Answers to Frequently Asked Questions
What industries do you invest in?
Tycoon Venture Partners focuses on Technology, Consumer, and Healthtech.
At what stages do you invest?
We focus on early-stage investing, typically at the seed rounds. Although, we also partner at the pre-seed and Series A rounds.
What is your typical decision making process?
We aim to move as quickly as possible to provide a decisive answer, as well as some feedback.
The founding team is going to be a big factor in our decision-making process. We want to know how much passion you have for your company, how resourceful and innovative you are, and why you believe you will prevail where others won’t.
What is your typical check size?
Typically, our initial investment in a startup ranges from $250k to $2 million, but we will go higher or lower in some cases.
What do you look for in a founding team?
“An entrepreneur can be defined in many ways, but in our opinion, it is a person who makes sacrifices for the greater good and the people around them. It is a battle of wits, ingenuity, hard work, commitment, and passion. This is not something everyone can do. It takes a unique individual to become an entrepreneur. We commend you.”
Tycoon Venture Partners looks for founders who understand, and truly live, the quote above. They have conviction and tenacity. They map out a strategy while executing and continuously testing at the same time. They are willing to do what it takes to keep things moving forward.
How do you help the companies in your portfolio?
We like to provide value at critical moments within a company’s business lifecycle. From the ideation phase to the growth phase, we are here to help companies achieve success.
Does TycoonVP need to lead the round?
Although we like to lead most of the time, we’re not always the lead investor. We have a track record of partnering with outstanding seed-stage VCs and angels. However, what we want to make sure of is that we are aligned with founders and that we have a meaningful stake in every company. This allows us to spend meaningful time trying to help the company succeed.
It’s important for a startup to have a lead investor. If there isn’t an active lead investor, then this will create a party round, where you have a group of investors without a leader. This may invite all sorts of trouble.
When we lead an investment, we are ready to roll up our sleeves alongside the founder, to help them get the job done.
Do you take board seats?
In some cases, we do.

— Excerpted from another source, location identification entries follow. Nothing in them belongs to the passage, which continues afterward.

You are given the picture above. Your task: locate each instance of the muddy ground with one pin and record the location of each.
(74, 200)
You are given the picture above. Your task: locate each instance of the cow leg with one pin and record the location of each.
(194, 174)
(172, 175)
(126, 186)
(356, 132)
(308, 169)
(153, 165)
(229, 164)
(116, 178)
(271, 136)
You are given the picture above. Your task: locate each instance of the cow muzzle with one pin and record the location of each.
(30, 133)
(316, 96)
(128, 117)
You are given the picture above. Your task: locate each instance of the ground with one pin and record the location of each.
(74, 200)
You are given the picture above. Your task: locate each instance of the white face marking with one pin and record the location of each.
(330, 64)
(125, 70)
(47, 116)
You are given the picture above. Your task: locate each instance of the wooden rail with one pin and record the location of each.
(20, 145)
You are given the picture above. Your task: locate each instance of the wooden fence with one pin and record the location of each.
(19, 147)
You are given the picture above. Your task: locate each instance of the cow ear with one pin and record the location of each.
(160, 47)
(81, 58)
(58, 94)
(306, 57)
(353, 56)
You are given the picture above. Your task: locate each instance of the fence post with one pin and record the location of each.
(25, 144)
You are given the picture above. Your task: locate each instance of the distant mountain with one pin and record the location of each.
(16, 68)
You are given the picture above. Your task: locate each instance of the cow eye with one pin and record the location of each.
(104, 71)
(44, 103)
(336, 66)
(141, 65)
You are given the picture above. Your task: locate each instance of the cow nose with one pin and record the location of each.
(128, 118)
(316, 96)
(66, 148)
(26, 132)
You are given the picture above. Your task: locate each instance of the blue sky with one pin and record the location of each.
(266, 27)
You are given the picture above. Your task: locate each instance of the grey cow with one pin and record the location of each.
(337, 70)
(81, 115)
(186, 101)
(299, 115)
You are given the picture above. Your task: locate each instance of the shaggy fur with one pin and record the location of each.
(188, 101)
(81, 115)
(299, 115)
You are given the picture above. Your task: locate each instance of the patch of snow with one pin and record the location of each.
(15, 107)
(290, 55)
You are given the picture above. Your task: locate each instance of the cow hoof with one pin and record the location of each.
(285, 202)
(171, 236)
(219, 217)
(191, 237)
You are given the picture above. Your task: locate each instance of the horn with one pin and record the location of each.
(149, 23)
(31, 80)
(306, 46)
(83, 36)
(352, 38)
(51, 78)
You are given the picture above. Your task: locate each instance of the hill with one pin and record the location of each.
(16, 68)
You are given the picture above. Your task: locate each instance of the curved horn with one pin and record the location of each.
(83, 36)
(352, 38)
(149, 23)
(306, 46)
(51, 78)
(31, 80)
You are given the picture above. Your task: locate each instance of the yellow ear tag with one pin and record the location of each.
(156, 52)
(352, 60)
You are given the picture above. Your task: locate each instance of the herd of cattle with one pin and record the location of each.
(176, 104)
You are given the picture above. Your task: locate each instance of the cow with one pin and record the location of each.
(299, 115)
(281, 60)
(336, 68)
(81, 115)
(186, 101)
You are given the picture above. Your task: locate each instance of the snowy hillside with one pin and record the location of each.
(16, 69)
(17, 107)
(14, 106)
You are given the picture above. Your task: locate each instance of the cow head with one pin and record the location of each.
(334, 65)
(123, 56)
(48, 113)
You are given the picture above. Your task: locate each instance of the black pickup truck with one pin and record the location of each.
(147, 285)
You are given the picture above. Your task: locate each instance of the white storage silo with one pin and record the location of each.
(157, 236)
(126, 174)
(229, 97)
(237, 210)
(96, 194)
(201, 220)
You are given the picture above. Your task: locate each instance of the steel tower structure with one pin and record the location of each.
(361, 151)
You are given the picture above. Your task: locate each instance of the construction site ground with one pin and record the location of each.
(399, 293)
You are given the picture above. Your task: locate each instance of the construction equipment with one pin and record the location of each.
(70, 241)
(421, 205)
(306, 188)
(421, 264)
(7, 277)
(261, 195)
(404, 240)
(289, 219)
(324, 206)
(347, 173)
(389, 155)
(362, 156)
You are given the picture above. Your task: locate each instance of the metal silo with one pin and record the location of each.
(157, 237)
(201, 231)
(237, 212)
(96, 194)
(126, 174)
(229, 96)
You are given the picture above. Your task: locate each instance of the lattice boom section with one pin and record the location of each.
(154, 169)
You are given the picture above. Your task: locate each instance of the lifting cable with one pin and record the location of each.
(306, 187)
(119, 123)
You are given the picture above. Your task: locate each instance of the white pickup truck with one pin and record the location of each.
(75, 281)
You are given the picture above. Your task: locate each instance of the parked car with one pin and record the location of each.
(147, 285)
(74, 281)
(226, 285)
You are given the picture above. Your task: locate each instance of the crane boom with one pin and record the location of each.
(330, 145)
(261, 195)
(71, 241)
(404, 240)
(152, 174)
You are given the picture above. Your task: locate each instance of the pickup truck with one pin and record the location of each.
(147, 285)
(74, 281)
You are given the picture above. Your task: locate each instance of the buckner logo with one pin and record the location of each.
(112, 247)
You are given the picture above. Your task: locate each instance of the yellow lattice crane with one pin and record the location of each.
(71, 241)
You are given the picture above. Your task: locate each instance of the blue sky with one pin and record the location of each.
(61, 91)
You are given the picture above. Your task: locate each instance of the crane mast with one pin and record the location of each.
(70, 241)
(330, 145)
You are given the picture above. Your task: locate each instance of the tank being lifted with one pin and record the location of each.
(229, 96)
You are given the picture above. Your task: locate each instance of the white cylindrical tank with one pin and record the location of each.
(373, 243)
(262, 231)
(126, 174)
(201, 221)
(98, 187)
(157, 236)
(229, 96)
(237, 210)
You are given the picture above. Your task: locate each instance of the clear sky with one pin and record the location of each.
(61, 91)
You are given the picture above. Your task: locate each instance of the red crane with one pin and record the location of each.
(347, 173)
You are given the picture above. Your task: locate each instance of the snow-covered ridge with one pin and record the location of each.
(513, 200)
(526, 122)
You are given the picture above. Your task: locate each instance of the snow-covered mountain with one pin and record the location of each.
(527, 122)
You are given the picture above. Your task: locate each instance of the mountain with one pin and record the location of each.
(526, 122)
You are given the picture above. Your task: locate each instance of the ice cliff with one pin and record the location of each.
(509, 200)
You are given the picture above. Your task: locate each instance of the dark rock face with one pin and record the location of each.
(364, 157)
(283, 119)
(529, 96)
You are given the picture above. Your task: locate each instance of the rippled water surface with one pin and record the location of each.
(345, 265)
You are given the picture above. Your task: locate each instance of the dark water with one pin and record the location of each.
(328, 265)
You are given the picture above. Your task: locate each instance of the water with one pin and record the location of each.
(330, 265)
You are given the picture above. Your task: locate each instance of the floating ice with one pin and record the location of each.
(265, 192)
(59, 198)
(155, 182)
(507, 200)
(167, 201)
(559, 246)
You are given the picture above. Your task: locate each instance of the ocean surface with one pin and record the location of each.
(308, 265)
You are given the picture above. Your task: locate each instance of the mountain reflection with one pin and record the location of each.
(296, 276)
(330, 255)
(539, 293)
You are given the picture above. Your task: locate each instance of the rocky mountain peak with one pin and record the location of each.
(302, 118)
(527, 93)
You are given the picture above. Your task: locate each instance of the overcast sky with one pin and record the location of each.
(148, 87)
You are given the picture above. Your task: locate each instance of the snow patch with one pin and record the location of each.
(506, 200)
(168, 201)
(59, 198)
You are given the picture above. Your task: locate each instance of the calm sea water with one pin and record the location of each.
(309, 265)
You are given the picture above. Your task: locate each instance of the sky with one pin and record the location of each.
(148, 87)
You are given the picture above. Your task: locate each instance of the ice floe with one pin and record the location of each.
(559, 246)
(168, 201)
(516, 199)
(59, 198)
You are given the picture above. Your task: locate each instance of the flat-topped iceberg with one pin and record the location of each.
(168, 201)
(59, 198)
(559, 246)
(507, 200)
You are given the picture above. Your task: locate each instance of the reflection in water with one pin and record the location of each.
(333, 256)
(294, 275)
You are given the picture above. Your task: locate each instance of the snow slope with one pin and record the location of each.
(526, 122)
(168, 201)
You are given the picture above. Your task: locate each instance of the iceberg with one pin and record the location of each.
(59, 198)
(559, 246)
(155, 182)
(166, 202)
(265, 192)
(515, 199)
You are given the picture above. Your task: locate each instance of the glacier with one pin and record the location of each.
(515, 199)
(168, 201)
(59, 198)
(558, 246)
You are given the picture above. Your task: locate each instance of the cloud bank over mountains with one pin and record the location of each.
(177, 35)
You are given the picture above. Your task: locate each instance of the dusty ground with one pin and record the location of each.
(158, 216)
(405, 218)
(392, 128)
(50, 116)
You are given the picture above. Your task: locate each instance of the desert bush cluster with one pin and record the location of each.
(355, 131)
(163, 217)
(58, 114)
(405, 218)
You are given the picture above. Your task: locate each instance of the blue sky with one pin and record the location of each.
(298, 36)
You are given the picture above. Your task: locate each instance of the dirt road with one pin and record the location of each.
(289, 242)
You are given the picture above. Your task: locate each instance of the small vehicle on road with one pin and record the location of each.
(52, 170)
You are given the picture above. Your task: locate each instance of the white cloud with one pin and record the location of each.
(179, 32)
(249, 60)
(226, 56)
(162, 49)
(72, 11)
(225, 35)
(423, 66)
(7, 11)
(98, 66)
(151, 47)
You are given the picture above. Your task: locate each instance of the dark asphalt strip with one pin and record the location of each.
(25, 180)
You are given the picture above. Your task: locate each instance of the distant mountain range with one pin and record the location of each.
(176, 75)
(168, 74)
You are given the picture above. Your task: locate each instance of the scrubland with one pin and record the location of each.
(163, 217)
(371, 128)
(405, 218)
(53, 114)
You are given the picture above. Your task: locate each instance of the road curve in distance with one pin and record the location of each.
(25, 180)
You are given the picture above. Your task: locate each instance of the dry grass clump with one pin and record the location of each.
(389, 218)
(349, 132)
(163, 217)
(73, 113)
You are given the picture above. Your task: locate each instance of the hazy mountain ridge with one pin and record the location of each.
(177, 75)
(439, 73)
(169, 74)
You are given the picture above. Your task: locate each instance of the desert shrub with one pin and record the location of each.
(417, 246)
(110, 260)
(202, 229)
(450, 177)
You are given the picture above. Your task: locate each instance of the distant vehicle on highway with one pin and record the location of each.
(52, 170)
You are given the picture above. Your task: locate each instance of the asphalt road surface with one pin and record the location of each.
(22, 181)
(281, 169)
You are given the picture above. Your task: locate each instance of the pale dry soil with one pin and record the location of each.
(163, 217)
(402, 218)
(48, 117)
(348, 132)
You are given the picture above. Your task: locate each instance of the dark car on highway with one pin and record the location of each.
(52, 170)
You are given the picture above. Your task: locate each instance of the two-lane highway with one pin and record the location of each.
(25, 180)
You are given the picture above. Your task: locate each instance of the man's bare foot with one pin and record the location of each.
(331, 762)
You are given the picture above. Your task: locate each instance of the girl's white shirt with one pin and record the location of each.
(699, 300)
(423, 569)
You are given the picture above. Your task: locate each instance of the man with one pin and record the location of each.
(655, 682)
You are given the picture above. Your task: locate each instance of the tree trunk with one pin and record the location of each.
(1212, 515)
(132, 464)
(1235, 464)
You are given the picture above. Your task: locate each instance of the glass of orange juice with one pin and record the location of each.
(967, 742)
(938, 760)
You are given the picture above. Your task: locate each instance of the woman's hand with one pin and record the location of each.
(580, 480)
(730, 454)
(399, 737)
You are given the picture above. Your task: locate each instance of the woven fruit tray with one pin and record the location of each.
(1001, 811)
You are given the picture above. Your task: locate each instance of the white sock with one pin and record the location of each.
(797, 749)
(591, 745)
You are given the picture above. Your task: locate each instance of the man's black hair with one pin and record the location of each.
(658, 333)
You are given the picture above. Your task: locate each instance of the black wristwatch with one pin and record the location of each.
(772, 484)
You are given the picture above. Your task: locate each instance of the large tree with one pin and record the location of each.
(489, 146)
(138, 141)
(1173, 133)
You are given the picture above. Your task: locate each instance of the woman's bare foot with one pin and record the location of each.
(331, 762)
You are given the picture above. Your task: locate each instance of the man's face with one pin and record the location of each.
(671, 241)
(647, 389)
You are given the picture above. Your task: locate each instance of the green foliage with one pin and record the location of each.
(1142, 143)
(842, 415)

We will be very active in helping you build your company, and be as hands-on, or off, as you would like. We may take a board seat at first and then give it up to a new investor after later rounds. This allows founders to manage the size of their boards as they grow.
Where do you invest geographically?
We tend to focus mainly on companies based in the U.S. Since our experience is mostly within North America, we feel this allows us to provide the most value to our partners.
Although we have made a few exceptions for companies outside of the U.S., the management teams have typically been located within the U.S.
Will you sign my Confidentiality Agreement / NDA?
Guy Kawasaki said it best,
“Before you even start addressing the hard stuff, never ask a venture capitalist to sign a non-disclosure agreement (NDA). They never do. This is because at any given moment, they are looking at three or four similar deals. They’re not about to create legal issues because they sign an NDA and then fund another, similar company–thereby making the paranoid entrepreneur believe the venture capitalist stole his idea.”
He actually had one last sentence in there that was a little too harsh to post. So we have purposely omitted it.
With that said, here are some other real reasons why we don’t sign NDA’s:
- Even if we were inclined to sign an NDA, we would have to go through the process of having legal review the whole thing, and then decide on whether or not there were any issues with it (most of them do). Then we have to get our legal team to make the necessary revisions and send it back to you, so you can spend time with your lawyer to accept or reject the changes.
- We would then have to keep track of all the NDA’s we signed.
- If we review 2,000 potential deals per year, this becomes an impossibly expensive and onerous task.